Néanmoins, la limite la plus flagrante de l'arrêt Lăcătuş c. Suisse est sans doute le fait que la Cour s'est limitée à constater que l'interdiction totale de la mendicité telle qu'elle était en vigueur à Genève au moment des faits, qui de plus avait entraîné de lourdes peines pour la requérante, violait la CEDH, laissant sous-entendre que des interdictions partielles et moins sévèrement punies pourraient se révéler conformes à la Convention. C'est cette interprétation qui a guidé le législateur genevois.
IV. La réponse législative du canton de Genève
À la suite de l'arrêt Lăcătuş, les autorités ont suspendu l'application de la disposition pénale réprimant la mendicité[41]. L'arrêt a également réouvert le débat parlementaire dans plusieurs cantons suisses[42]. À Genève, deux projets de loi ont été proposés après le prononcé de l'arrêt[43]. Un premier projet de loi « pour mettre un terme à la criminalisation de la mendicité et amnistier les victimes de cette disposition » visait à abroger la disposition litigieuse et à verser une indemnité aux personnes ayant été amandées. Un second projet visait, lui, à transformer l'interdiction absolue en interdiction partielle, basée sur des critères géographiques et comportementaux.
Au cours de la procédure parlementaire, la Commission judiciaire et de la police du Grand Conseil a auditionné des représentant·e·s des commerçant·e·s, les autorités étatiques et des professeur·e·s de droit de l'Université de Genève. Les deux premiers groupes ont plaint l'augmentation de la mendicité à la suite de levée de l'interdiction et se sont exprimés en faveur d'une répression ciblée de la mendicité. Leur argumentaire s'est construit autour de deux axes. D'une part, les commerçant·e·s dont l'attractivité des commerces serait diminuée[44], et les marchand·e·s qui déplorent le harcèlement des client·e·s par les mendiant·e·s, défendent le besoin de maintenir l'ordre public[45]. D'autre part, la police et les institutions de la Ville et du Canton de Genève mettent en avant la nécessité de lutter contre la traite d'êtres humains[46]. Les deux expert·e·s juridiques se sont exprimé·e·s au sujet de la conformité du projet de loi avec la CEDH telle qu'interprétée dans l'arrêt Lăcătuş. Iels ont précisé que l'arrêt semble en effet laisser une certaine marge de manœuvre aux autorités quant à la gestion de la mendicité sur leur territoire, pour autant que cette interdiction ne soit pas totale et n'ait pas de conséquences trop lourdes pour les personnes concernées. Les deux professeur·e·s de droit ont toutefois aussi mis en avant plusieurs écueils à éviter dans la modification de la loi. Iels soulignent d'abord que la loi ne doit pas être restrictive au point de représenter une interdiction de facto de la mendicité.
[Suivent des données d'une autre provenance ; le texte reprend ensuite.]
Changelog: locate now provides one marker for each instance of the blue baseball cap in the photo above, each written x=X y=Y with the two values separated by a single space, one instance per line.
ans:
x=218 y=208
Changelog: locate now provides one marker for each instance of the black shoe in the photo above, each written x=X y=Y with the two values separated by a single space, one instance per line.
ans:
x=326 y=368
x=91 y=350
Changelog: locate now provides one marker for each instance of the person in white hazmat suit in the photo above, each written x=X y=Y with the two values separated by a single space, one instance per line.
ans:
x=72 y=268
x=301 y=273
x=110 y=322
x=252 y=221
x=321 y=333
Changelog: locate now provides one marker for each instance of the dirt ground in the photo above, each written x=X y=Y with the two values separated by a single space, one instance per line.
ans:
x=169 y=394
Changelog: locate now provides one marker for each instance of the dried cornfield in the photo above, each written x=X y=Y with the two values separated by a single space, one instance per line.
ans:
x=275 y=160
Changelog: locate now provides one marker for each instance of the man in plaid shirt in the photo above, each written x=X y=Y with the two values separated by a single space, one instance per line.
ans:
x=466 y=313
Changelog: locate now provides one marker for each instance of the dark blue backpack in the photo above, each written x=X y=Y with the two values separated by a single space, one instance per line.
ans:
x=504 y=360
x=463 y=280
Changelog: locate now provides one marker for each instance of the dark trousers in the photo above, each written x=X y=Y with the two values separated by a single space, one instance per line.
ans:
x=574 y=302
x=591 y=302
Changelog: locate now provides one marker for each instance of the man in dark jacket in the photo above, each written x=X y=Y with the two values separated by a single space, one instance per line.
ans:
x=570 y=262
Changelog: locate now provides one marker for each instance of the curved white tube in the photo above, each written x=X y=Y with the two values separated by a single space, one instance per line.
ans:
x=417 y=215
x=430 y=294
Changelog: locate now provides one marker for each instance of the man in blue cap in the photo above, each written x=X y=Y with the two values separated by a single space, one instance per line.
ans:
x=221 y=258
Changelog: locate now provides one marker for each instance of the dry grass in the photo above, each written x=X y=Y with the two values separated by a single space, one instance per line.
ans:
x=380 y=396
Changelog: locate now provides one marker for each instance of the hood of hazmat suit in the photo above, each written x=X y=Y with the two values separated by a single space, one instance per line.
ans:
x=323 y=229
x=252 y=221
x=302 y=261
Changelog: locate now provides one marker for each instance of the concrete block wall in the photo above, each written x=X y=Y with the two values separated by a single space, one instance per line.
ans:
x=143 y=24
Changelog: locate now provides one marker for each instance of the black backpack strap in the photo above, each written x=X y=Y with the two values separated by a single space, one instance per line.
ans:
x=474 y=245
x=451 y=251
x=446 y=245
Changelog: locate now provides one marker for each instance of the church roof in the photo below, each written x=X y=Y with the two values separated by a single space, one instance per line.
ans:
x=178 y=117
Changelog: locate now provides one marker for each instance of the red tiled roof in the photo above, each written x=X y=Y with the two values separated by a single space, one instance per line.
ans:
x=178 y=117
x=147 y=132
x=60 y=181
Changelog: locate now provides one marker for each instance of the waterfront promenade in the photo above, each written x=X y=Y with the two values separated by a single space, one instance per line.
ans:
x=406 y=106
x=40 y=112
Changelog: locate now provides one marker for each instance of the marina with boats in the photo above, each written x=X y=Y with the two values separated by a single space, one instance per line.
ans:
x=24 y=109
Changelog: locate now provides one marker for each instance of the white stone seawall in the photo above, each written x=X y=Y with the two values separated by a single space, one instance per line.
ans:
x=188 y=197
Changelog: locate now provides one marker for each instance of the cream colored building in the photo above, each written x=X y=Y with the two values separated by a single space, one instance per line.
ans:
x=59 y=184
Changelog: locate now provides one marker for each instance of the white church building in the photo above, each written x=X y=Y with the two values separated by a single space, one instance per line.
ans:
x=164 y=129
Quant aux formes de mendicité interdites par le projet de loi, iels jugent délicat de punir toute personne mendiant avec un enfant, sans égard aux circonstances concrètes - par exemple au fait qu'une personne n'a pas de moyens de faire garder son enfant en bas âge. Enfin, iels critiquent l'utilisation de notions juridiques indéterminées sujettes à controverses comme l'expression « aux abords immédiats » du second projet de loi déposé devant le Grand Conseil[47].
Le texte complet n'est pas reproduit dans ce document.